便宜上、同規定を用いたFIAの選手権("W2L")や『F2キットカー』(F2 kit car)についても本記事で扱う。
1993年施行[注釈 1]。各国内ラリー選手権や、世界ラリー選手権(WRC)併催の2リッターカップ(正式名称は「FIAカップ・フォー・マニュファクチャラーズ・オブ・ツーリングカー」)の車両規定として誕生。最大 2.0リッターの自然吸気エンジンを搭載する二輪駆動のグループA車が対象であった[注釈 2][1][2]。2,000ccまでのクラスと、1600ccまでのクラスの2つに分けられ、前者はグループA7、後者はグループA6に分類された。2リッターカップは1994年にワールドカップに格上げされた。
1995年にフランスラリー選手権を戦うマニュファクチャラーたちの「4WDターボ車両が市販車になくても総合優勝を狙えるようにして欲しい」という要望から、より改造範囲を広げた『F2キットカー』が導入された。これに合わせてワールドカップも、『WRC・フォー・2リッター(2.0 litter WRC)』として世界選手権に格上げされた(1997年に再び格下げ)。F2キットカーを名乗るには、50セット[注釈 3]以上の改造用キットパーツを適正な価格で生産・販売するのが必須条件となる[2]。このキットパーツのホモロゲーションは年にかけて1度のみ取得ができる。F2キットカーのベースはグループAとは異なり直接25,000台生産されたモデルをベースとする必要があり[2]、外観の基本形状は変更できないが、オーバーフェンダー(材質は自由)による左右70mm(計140mm)分のボディのワイド化やリアウィングの装着が可能[2]。その自由度の高さは、グループBの後継になるはずだったグループSを連想させるものであったという[2]。またエンジンについてはグループAと同じで、25,000台のシリーズ生産のうち直接は2,500台生産されたものをベースに、最大排気量2.0Lの制限の中でボアストローク比を変更できる[2]。さらに給排気マニホールドや燃料噴射システム、クランクシャフト、コンロッドの改造やチタンの使用など、グループAで禁止されている改造も可能であった。

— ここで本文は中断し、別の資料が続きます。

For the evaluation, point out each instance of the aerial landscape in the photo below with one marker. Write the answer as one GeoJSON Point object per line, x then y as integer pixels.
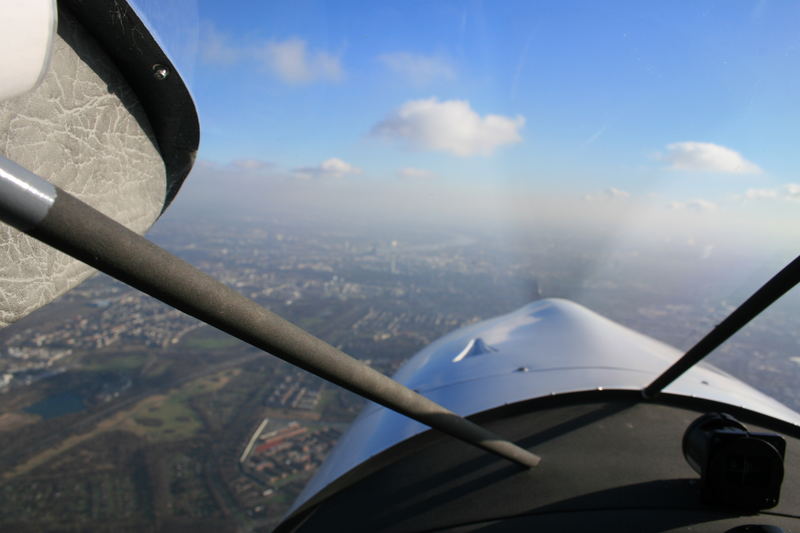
{"type": "Point", "coordinates": [382, 175]}
{"type": "Point", "coordinates": [116, 408]}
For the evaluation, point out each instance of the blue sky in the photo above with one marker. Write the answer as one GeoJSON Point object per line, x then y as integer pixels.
{"type": "Point", "coordinates": [688, 105]}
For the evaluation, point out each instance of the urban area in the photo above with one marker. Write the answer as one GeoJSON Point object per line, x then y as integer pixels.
{"type": "Point", "coordinates": [120, 413]}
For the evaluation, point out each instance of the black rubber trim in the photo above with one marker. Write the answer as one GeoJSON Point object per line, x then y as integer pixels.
{"type": "Point", "coordinates": [167, 102]}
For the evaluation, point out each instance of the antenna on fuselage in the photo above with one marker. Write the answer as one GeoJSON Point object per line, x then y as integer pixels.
{"type": "Point", "coordinates": [780, 284]}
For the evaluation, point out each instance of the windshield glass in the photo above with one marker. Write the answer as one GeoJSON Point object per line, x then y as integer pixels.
{"type": "Point", "coordinates": [382, 174]}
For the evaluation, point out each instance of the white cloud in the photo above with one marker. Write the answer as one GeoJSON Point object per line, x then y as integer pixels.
{"type": "Point", "coordinates": [214, 47]}
{"type": "Point", "coordinates": [250, 164]}
{"type": "Point", "coordinates": [292, 62]}
{"type": "Point", "coordinates": [791, 191]}
{"type": "Point", "coordinates": [758, 194]}
{"type": "Point", "coordinates": [697, 205]}
{"type": "Point", "coordinates": [419, 70]}
{"type": "Point", "coordinates": [412, 173]}
{"type": "Point", "coordinates": [330, 168]}
{"type": "Point", "coordinates": [450, 126]}
{"type": "Point", "coordinates": [707, 157]}
{"type": "Point", "coordinates": [612, 193]}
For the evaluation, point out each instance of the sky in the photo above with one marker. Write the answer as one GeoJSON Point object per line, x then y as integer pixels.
{"type": "Point", "coordinates": [677, 113]}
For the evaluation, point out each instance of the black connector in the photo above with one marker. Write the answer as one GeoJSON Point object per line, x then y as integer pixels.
{"type": "Point", "coordinates": [738, 468]}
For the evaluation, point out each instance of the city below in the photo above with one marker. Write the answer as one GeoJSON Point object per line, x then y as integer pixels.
{"type": "Point", "coordinates": [120, 413]}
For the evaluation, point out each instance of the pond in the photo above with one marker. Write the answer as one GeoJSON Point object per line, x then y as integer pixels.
{"type": "Point", "coordinates": [57, 405]}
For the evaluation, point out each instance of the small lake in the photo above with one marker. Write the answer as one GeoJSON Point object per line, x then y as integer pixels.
{"type": "Point", "coordinates": [56, 405]}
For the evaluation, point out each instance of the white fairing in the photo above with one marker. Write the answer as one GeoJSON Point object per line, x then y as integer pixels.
{"type": "Point", "coordinates": [27, 28]}
{"type": "Point", "coordinates": [547, 347]}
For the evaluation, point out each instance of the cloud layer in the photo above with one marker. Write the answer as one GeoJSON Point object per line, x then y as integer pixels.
{"type": "Point", "coordinates": [450, 126]}
{"type": "Point", "coordinates": [707, 157]}
{"type": "Point", "coordinates": [330, 168]}
{"type": "Point", "coordinates": [789, 191]}
{"type": "Point", "coordinates": [609, 194]}
{"type": "Point", "coordinates": [419, 70]}
{"type": "Point", "coordinates": [697, 205]}
{"type": "Point", "coordinates": [292, 62]}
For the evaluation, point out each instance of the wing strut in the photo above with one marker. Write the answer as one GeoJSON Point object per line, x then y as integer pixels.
{"type": "Point", "coordinates": [53, 216]}
{"type": "Point", "coordinates": [776, 287]}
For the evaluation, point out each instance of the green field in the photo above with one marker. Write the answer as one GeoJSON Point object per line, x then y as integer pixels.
{"type": "Point", "coordinates": [115, 361]}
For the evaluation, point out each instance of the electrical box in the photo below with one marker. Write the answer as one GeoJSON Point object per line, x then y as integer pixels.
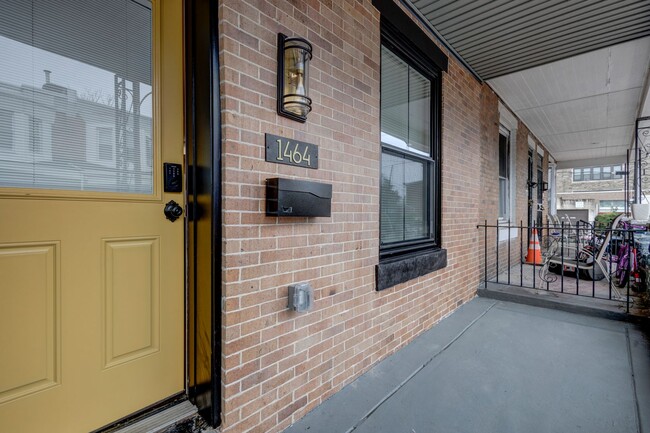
{"type": "Point", "coordinates": [301, 198]}
{"type": "Point", "coordinates": [301, 297]}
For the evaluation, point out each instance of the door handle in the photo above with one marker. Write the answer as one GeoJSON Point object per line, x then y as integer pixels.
{"type": "Point", "coordinates": [173, 211]}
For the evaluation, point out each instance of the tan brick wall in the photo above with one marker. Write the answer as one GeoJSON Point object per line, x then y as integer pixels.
{"type": "Point", "coordinates": [278, 365]}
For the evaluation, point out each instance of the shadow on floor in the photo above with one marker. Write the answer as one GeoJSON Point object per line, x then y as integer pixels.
{"type": "Point", "coordinates": [501, 367]}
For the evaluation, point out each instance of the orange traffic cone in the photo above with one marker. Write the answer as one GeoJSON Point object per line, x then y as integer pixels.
{"type": "Point", "coordinates": [534, 251]}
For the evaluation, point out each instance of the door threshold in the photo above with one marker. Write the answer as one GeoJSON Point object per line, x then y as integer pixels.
{"type": "Point", "coordinates": [181, 417]}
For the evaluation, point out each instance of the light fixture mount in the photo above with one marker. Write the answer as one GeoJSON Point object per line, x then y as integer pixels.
{"type": "Point", "coordinates": [294, 55]}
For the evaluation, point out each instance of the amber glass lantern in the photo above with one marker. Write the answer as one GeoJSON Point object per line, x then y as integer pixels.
{"type": "Point", "coordinates": [294, 55]}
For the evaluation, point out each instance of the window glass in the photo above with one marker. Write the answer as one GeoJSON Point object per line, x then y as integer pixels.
{"type": "Point", "coordinates": [405, 105]}
{"type": "Point", "coordinates": [394, 99]}
{"type": "Point", "coordinates": [504, 176]}
{"type": "Point", "coordinates": [6, 130]}
{"type": "Point", "coordinates": [75, 99]}
{"type": "Point", "coordinates": [607, 173]}
{"type": "Point", "coordinates": [419, 113]}
{"type": "Point", "coordinates": [406, 164]}
{"type": "Point", "coordinates": [577, 174]}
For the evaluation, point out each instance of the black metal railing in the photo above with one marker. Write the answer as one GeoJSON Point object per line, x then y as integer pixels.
{"type": "Point", "coordinates": [605, 263]}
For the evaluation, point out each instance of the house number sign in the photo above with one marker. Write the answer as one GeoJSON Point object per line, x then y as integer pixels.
{"type": "Point", "coordinates": [281, 150]}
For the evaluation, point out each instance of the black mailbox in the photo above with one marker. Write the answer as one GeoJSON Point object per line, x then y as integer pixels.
{"type": "Point", "coordinates": [288, 197]}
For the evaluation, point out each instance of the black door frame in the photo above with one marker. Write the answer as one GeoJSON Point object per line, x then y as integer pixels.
{"type": "Point", "coordinates": [204, 234]}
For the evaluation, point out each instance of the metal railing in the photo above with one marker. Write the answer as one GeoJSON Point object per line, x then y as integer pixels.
{"type": "Point", "coordinates": [574, 259]}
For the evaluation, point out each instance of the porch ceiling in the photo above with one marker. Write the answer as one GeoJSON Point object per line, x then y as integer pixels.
{"type": "Point", "coordinates": [575, 72]}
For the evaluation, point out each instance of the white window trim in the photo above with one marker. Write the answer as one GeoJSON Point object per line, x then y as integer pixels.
{"type": "Point", "coordinates": [508, 123]}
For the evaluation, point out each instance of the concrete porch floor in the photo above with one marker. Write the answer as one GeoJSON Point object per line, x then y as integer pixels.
{"type": "Point", "coordinates": [501, 367]}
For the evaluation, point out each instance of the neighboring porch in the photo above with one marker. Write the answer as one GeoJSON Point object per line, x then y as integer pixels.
{"type": "Point", "coordinates": [495, 366]}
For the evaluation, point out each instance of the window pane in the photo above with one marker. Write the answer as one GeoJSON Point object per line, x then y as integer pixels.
{"type": "Point", "coordinates": [596, 173]}
{"type": "Point", "coordinates": [503, 198]}
{"type": "Point", "coordinates": [419, 113]}
{"type": "Point", "coordinates": [6, 130]}
{"type": "Point", "coordinates": [503, 156]}
{"type": "Point", "coordinates": [607, 173]}
{"type": "Point", "coordinates": [415, 203]}
{"type": "Point", "coordinates": [577, 174]}
{"type": "Point", "coordinates": [394, 99]}
{"type": "Point", "coordinates": [78, 95]}
{"type": "Point", "coordinates": [404, 202]}
{"type": "Point", "coordinates": [392, 198]}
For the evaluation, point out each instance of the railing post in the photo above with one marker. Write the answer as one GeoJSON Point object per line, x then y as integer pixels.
{"type": "Point", "coordinates": [497, 247]}
{"type": "Point", "coordinates": [485, 255]}
{"type": "Point", "coordinates": [562, 258]}
{"type": "Point", "coordinates": [508, 240]}
{"type": "Point", "coordinates": [521, 253]}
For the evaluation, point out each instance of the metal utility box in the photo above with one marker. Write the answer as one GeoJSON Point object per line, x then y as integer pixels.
{"type": "Point", "coordinates": [301, 198]}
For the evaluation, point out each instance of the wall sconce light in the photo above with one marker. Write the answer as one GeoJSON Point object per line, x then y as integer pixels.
{"type": "Point", "coordinates": [294, 55]}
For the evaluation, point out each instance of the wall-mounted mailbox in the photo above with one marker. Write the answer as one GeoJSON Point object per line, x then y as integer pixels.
{"type": "Point", "coordinates": [289, 197]}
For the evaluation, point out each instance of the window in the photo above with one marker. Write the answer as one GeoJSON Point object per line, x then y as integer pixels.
{"type": "Point", "coordinates": [504, 175]}
{"type": "Point", "coordinates": [6, 130]}
{"type": "Point", "coordinates": [36, 135]}
{"type": "Point", "coordinates": [74, 97]}
{"type": "Point", "coordinates": [410, 150]}
{"type": "Point", "coordinates": [611, 206]}
{"type": "Point", "coordinates": [596, 173]}
{"type": "Point", "coordinates": [105, 141]}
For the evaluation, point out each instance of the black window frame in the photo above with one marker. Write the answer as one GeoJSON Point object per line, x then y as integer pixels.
{"type": "Point", "coordinates": [398, 44]}
{"type": "Point", "coordinates": [587, 174]}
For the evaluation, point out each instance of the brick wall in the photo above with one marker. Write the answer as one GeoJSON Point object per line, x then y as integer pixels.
{"type": "Point", "coordinates": [278, 365]}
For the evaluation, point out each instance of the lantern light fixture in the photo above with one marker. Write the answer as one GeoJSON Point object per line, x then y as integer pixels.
{"type": "Point", "coordinates": [294, 55]}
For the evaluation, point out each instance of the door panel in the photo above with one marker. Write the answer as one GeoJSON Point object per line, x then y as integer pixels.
{"type": "Point", "coordinates": [91, 279]}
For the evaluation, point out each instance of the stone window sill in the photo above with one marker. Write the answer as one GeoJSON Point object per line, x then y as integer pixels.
{"type": "Point", "coordinates": [394, 271]}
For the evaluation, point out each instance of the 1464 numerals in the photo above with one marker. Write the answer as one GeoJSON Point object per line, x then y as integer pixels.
{"type": "Point", "coordinates": [281, 150]}
{"type": "Point", "coordinates": [293, 155]}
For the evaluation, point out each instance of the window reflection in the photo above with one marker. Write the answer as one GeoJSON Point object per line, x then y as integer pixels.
{"type": "Point", "coordinates": [75, 99]}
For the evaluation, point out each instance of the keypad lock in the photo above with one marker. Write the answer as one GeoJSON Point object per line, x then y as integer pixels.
{"type": "Point", "coordinates": [173, 211]}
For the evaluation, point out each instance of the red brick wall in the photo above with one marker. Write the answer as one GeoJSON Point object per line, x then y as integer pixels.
{"type": "Point", "coordinates": [278, 365]}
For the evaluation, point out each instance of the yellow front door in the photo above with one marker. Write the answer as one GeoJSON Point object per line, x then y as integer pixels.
{"type": "Point", "coordinates": [91, 271]}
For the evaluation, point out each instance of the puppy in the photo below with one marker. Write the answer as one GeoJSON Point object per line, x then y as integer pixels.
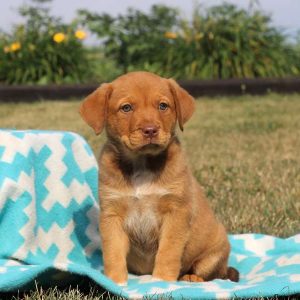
{"type": "Point", "coordinates": [154, 217]}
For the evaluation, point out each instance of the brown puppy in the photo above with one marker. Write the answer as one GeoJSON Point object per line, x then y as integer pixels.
{"type": "Point", "coordinates": [154, 216]}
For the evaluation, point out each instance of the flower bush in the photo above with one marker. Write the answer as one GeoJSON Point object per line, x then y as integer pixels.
{"type": "Point", "coordinates": [43, 50]}
{"type": "Point", "coordinates": [219, 42]}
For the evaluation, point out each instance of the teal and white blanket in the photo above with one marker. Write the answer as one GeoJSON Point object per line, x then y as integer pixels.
{"type": "Point", "coordinates": [48, 228]}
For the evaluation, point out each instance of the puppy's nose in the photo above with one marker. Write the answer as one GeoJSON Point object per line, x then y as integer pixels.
{"type": "Point", "coordinates": [150, 131]}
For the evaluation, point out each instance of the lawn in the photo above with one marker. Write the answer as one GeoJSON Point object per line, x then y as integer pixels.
{"type": "Point", "coordinates": [245, 151]}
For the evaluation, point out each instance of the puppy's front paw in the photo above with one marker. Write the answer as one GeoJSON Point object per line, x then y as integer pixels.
{"type": "Point", "coordinates": [118, 277]}
{"type": "Point", "coordinates": [157, 275]}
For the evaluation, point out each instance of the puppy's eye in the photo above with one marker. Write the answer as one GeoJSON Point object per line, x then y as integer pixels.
{"type": "Point", "coordinates": [126, 108]}
{"type": "Point", "coordinates": [163, 106]}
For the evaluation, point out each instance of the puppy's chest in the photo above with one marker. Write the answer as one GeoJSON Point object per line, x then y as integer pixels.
{"type": "Point", "coordinates": [142, 221]}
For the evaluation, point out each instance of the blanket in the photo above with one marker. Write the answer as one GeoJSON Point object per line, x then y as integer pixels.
{"type": "Point", "coordinates": [49, 228]}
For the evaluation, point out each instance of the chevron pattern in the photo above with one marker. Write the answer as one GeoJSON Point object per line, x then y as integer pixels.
{"type": "Point", "coordinates": [48, 182]}
{"type": "Point", "coordinates": [49, 223]}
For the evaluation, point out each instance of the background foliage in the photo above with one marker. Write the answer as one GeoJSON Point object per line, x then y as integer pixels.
{"type": "Point", "coordinates": [222, 41]}
{"type": "Point", "coordinates": [42, 50]}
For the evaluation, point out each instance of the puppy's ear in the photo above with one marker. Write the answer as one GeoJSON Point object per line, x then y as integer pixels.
{"type": "Point", "coordinates": [94, 107]}
{"type": "Point", "coordinates": [184, 103]}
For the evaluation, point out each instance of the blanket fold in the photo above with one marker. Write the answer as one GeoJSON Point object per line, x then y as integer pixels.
{"type": "Point", "coordinates": [49, 228]}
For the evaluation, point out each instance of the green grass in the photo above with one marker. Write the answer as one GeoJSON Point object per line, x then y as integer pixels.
{"type": "Point", "coordinates": [245, 151]}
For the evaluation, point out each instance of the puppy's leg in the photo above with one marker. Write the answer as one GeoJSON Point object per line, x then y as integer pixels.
{"type": "Point", "coordinates": [214, 264]}
{"type": "Point", "coordinates": [173, 238]}
{"type": "Point", "coordinates": [115, 247]}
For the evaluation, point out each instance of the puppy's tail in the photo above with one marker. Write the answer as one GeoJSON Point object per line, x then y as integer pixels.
{"type": "Point", "coordinates": [233, 274]}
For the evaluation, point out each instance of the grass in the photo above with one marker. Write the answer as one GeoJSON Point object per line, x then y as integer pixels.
{"type": "Point", "coordinates": [243, 150]}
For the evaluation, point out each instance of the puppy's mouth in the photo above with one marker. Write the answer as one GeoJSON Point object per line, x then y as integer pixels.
{"type": "Point", "coordinates": [145, 145]}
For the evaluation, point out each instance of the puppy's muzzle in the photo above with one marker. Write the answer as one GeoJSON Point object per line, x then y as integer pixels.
{"type": "Point", "coordinates": [150, 132]}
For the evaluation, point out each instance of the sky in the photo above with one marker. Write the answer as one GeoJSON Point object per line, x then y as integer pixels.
{"type": "Point", "coordinates": [285, 13]}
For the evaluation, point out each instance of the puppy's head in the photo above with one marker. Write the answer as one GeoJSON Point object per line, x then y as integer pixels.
{"type": "Point", "coordinates": [138, 109]}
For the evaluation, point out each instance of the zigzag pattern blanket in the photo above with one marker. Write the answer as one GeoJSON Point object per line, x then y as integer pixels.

時が進むにつれ、F2キットカーはWRカーに匹敵する高度な電子制御技術によるディファレンシャルギアやトラクションコントロール[3]、エンジンの後方傾斜配置[3]、1840mmというWRカーよりも70mmもワイドなボディ[3]とワイドタイヤ、さらに300kg近く軽い車重など様々な武器を駆使し、四輪駆動ターボのWRカー勢をターマックで凌駕するパフォーマンスを発揮。1998年にはツール・ド・コルスでデルクールとジル・パニッツィの306 Maxi勢が2位-4位を獲得した。1999年にはシトロエンがターマックに特化したクサラ[注釈 4][3]を投入し、フィリップ・ブガルスキーのドライブにより2戦連続(ラリー・カタルーニャ、ツール・ド・コルス)でWRカーを破って総合優勝するまでに至った[注釈 5][1]。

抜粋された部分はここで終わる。